Over the past few years, we’ve witnessed several third-party web-hosted services become available including accounting, application sharing placeware, remote desktop access, and anonymous web browsing to name a few (many of which have actually survived). It was inevitable that we are now seeing an emergence of web-based application providers out to get a piece of the security business. What better target than WiFi? There’s nothing like the FUD surrounding WiFi security ever since the first WEP key was cracked.
Enter WiTopia and its new SecureMyWiFi service. It’s essentially a way to for individuals or small enterprises to outsource a Radius server. Even more novel is that for the time being, WiTopia is giving away free access for five or fewer users.
Set up your access point to authenticate users via 802.1x on the wireless side and a WiTopia Radius server on the wired side (after all, it’s just another IP host which can be located anywhere in the world) and away you go.
They also offer PersonalVPN, along the lines of HotSpotVPN . A VPN can be used by a client anywhere there’s Internet access, wireless or wired, as it operates at the IP layer, not layer 2 like WiFi encryption. Thus, one could argue that SecureMyWiFi is more secure than a VPN, at least for the wireless portion. One newcomer to keep on eye on is Google Secure Access Beta (being tested on Google WiFi in the SF area.)
Another potential drawback to a VPN is that securely encrypted packet exchanges are between you and the VPN server only. What’s so bad about that? While it makes a lot of sense for a corporate VPN server or firewall, for general Internet use all your traffic first goes to the service provider’s VPN server (WiTopia for instance) over the Internet and is then redirected back out on that server’s Internet connection – unencrypted of course. So don't be fooled. At some point, your data is exposed again somewhere on the Internet.

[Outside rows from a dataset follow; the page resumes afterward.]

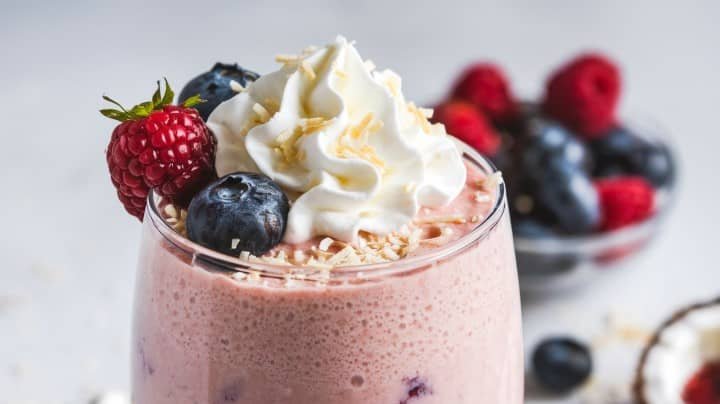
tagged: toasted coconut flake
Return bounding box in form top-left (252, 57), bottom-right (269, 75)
top-left (302, 45), bottom-right (318, 56)
top-left (163, 203), bottom-right (178, 218)
top-left (415, 215), bottom-right (467, 224)
top-left (382, 246), bottom-right (400, 261)
top-left (334, 69), bottom-right (348, 80)
top-left (473, 191), bottom-right (492, 203)
top-left (293, 250), bottom-right (305, 264)
top-left (253, 102), bottom-right (270, 123)
top-left (230, 80), bottom-right (245, 93)
top-left (275, 54), bottom-right (300, 65)
top-left (418, 108), bottom-right (435, 119)
top-left (318, 237), bottom-right (335, 251)
top-left (300, 60), bottom-right (317, 81)
top-left (408, 102), bottom-right (432, 133)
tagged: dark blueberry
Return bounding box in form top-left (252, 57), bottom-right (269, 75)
top-left (400, 376), bottom-right (433, 404)
top-left (590, 127), bottom-right (675, 187)
top-left (532, 337), bottom-right (593, 393)
top-left (187, 173), bottom-right (290, 256)
top-left (508, 156), bottom-right (600, 234)
top-left (517, 119), bottom-right (592, 173)
top-left (178, 63), bottom-right (260, 121)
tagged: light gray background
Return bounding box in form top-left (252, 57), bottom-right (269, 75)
top-left (0, 0), bottom-right (720, 403)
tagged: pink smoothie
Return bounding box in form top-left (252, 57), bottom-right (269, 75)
top-left (133, 156), bottom-right (523, 404)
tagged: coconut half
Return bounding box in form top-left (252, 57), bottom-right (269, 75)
top-left (633, 298), bottom-right (720, 404)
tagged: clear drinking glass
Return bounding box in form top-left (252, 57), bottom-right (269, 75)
top-left (132, 146), bottom-right (524, 404)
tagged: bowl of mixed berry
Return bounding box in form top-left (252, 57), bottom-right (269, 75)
top-left (433, 53), bottom-right (677, 290)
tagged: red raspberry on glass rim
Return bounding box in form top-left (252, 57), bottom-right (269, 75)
top-left (100, 80), bottom-right (215, 220)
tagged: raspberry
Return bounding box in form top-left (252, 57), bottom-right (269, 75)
top-left (595, 176), bottom-right (655, 231)
top-left (682, 362), bottom-right (720, 404)
top-left (433, 101), bottom-right (501, 156)
top-left (101, 81), bottom-right (215, 220)
top-left (542, 53), bottom-right (621, 139)
top-left (452, 63), bottom-right (519, 124)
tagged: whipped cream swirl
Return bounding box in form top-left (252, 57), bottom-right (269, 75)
top-left (208, 37), bottom-right (466, 243)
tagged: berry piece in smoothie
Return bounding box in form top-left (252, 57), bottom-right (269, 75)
top-left (100, 80), bottom-right (215, 220)
top-left (512, 215), bottom-right (554, 239)
top-left (186, 173), bottom-right (290, 256)
top-left (683, 361), bottom-right (720, 404)
top-left (400, 376), bottom-right (432, 404)
top-left (595, 177), bottom-right (655, 231)
top-left (452, 63), bottom-right (518, 124)
top-left (532, 337), bottom-right (593, 393)
top-left (433, 101), bottom-right (501, 156)
top-left (542, 53), bottom-right (621, 139)
top-left (589, 126), bottom-right (675, 187)
top-left (179, 63), bottom-right (260, 121)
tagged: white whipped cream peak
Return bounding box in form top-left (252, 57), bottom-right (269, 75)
top-left (208, 37), bottom-right (466, 243)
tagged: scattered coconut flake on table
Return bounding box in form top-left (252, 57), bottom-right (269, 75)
top-left (88, 391), bottom-right (131, 404)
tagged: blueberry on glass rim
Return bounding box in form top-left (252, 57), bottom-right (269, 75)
top-left (187, 172), bottom-right (290, 256)
top-left (179, 63), bottom-right (260, 121)
top-left (532, 337), bottom-right (593, 393)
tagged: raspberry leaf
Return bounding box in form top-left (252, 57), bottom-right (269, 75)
top-left (183, 94), bottom-right (207, 108)
top-left (100, 78), bottom-right (179, 122)
top-left (100, 109), bottom-right (128, 122)
top-left (130, 101), bottom-right (157, 118)
top-left (152, 80), bottom-right (162, 105)
top-left (157, 78), bottom-right (175, 108)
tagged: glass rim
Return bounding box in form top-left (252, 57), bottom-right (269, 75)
top-left (143, 138), bottom-right (507, 282)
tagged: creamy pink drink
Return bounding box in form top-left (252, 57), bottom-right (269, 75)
top-left (132, 38), bottom-right (524, 404)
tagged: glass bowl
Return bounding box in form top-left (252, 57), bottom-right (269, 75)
top-left (511, 113), bottom-right (678, 293)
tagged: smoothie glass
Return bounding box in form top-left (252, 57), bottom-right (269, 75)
top-left (132, 145), bottom-right (524, 404)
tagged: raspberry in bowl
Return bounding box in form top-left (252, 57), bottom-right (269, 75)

The VPN server could also become a bottleneck, processing packet encryption/decryption for who knows how other many users, not to mention the amount of Internet bandwidth available at that server’s connection.
The server could also be located several Internet router hops away from your destination. Sending packets from a wireless laptop via a hotspot in California to a VPN server in New York to access a web site in San Diego for instance, is hardly the optimal route.
On the other hand, the VPN will protect your WiFi application data from unscrupulous wireless eavesdroppers wherever you go and does not require an access point programmed to work with an external Radius server – something that the majority of hot spots are not doing and certainly not all to the same Radius Server!